Neon lamp indicators embedded in power strip switches indicate whether the switch is ON or OFF.
When the neon lamp is ON in a dark environment (lights of the room are off) the lamp start to flickering and some times it goes off for a few seconds.
When I switch the lights of the room on, it stops flickering and remains bright. Even when I unlock my phone in the dark near the lamp, it stops flickering!
Is the mechanism of making brightness in neon lamps is related to the luminous intensity of the around environment?
UPDATE: I captured my observations with my iPhone and uploaded it to the YouTube. Here is the link of the video: https://youtu.be/1jlUmEfGHZA
All lights of my room was turned off. There was no connected plugs to sockets of the power strip. The only light was screen brightness of my MacBook Pro that was not connected to the power supply. I was decreasing and increasing the brightness of the screen during the video. The two last lights are the brightness of my phone.
Answer
This is a common phenomenon: neon pilot lights have a limited lifetime, and after many years of use, they begin to flicker, then they finally go dark. They no longer can operate at line voltage, but instead require a higher voltage for stable operation.
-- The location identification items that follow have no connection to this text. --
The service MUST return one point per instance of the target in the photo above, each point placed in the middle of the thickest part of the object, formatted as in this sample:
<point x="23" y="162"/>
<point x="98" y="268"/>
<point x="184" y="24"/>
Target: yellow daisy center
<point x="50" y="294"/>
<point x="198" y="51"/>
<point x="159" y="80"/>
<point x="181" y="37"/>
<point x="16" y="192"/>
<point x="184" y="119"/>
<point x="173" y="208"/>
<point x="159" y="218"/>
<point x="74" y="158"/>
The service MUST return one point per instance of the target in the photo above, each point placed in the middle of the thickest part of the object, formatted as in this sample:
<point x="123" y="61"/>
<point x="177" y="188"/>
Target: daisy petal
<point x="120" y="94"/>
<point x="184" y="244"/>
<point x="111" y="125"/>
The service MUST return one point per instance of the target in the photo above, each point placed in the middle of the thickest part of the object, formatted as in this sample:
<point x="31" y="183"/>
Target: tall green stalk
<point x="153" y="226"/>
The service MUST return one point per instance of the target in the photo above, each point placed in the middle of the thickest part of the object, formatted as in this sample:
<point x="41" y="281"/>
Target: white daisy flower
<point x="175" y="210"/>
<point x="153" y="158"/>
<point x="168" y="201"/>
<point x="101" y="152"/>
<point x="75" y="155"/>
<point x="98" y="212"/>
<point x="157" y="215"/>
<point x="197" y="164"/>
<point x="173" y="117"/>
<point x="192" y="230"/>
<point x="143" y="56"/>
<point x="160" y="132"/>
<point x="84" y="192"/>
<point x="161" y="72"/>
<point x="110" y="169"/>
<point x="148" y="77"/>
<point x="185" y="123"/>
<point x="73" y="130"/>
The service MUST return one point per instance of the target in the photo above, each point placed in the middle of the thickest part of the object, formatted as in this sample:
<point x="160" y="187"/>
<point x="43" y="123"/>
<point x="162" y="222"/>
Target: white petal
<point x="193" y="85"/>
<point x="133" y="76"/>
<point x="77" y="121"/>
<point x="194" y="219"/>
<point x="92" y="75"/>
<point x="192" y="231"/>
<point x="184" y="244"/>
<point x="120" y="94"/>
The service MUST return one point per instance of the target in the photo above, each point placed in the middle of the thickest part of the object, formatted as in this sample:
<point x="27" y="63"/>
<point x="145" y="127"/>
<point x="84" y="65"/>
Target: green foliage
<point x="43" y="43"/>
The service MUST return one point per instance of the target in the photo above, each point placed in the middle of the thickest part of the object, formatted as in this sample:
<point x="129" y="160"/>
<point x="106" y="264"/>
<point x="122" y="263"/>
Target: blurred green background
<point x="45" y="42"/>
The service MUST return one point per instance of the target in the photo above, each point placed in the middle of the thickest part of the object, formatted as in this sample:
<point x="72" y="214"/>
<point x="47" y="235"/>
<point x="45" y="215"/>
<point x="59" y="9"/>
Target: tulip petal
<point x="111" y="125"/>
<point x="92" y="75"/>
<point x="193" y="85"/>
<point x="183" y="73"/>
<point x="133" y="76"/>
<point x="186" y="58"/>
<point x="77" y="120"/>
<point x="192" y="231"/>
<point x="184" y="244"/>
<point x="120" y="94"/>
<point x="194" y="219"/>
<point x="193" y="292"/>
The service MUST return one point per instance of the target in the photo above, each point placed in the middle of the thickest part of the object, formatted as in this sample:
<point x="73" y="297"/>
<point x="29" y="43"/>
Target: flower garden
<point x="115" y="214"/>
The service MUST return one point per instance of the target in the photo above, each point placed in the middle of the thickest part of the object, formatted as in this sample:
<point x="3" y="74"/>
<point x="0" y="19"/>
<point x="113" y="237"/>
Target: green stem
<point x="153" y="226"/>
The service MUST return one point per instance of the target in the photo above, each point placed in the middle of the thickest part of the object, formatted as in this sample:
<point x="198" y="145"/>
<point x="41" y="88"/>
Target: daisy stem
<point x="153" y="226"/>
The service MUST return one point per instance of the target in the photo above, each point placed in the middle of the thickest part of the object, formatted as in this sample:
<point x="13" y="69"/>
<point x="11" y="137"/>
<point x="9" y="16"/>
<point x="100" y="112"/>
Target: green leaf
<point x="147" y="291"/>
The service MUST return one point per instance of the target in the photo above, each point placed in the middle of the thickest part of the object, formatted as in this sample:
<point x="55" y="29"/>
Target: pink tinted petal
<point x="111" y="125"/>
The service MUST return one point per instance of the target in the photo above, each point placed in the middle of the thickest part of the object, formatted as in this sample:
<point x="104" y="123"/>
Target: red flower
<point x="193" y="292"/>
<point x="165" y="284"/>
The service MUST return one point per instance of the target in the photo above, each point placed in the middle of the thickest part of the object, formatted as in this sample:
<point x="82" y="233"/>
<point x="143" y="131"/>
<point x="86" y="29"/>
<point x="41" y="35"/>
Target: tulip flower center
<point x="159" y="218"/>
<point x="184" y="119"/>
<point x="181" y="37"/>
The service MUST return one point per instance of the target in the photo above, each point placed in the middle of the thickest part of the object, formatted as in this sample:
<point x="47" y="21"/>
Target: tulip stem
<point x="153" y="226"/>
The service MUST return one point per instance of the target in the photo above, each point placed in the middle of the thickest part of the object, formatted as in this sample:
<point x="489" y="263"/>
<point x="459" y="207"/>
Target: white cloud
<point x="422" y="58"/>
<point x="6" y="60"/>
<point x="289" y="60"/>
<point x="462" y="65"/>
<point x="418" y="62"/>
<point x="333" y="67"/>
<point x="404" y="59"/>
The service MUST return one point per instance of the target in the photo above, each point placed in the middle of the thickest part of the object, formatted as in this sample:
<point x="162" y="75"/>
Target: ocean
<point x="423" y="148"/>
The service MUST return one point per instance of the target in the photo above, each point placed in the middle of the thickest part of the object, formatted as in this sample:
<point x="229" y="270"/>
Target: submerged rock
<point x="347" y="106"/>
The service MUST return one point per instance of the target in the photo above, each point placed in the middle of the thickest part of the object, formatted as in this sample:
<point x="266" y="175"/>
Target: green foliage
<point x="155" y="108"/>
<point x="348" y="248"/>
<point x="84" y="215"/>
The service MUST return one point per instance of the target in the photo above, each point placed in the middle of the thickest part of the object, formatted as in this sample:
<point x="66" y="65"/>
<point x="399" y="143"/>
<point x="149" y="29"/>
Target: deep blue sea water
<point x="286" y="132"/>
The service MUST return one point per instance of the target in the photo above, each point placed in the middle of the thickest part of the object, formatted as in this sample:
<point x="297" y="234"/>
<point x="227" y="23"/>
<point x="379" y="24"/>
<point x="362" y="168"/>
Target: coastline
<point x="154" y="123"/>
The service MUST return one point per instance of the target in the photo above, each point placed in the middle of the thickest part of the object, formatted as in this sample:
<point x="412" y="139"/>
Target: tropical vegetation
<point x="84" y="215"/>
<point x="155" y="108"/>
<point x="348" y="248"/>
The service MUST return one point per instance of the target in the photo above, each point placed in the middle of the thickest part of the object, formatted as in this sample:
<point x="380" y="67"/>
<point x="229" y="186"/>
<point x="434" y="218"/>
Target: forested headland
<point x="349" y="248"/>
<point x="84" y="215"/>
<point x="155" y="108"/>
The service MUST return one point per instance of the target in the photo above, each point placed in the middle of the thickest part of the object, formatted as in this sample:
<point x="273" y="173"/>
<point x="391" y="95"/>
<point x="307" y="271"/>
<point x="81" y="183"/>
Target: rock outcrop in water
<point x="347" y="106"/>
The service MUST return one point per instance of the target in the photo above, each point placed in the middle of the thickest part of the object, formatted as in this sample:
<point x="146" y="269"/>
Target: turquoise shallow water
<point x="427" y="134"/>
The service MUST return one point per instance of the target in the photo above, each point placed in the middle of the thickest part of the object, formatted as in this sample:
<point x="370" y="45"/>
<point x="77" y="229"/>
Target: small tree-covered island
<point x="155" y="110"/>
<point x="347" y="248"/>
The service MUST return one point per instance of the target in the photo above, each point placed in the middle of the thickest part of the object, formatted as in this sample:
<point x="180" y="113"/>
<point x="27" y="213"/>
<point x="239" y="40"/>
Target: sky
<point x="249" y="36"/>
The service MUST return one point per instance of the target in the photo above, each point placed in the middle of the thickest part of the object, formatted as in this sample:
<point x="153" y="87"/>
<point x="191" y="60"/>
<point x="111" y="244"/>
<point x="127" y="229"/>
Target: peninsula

Also, neon pilot lights can act as photosensors. Try this with a flickering neon bulb: shine a red LED on it. Then shine a blue LED on it. If both LEDs are roughly the same brightness, then the blue LED should have a much greater effect. You're seeing the same photoelectric effect that won Einstein the 1921 Nobel, leading to the "photon" concept.
All gas-discharge tubes suffer from a common problem: the gas atoms tend to become embedded in the metal surface of electrodes, so over many years the gas pressure falls as well as the gas mixture being altered.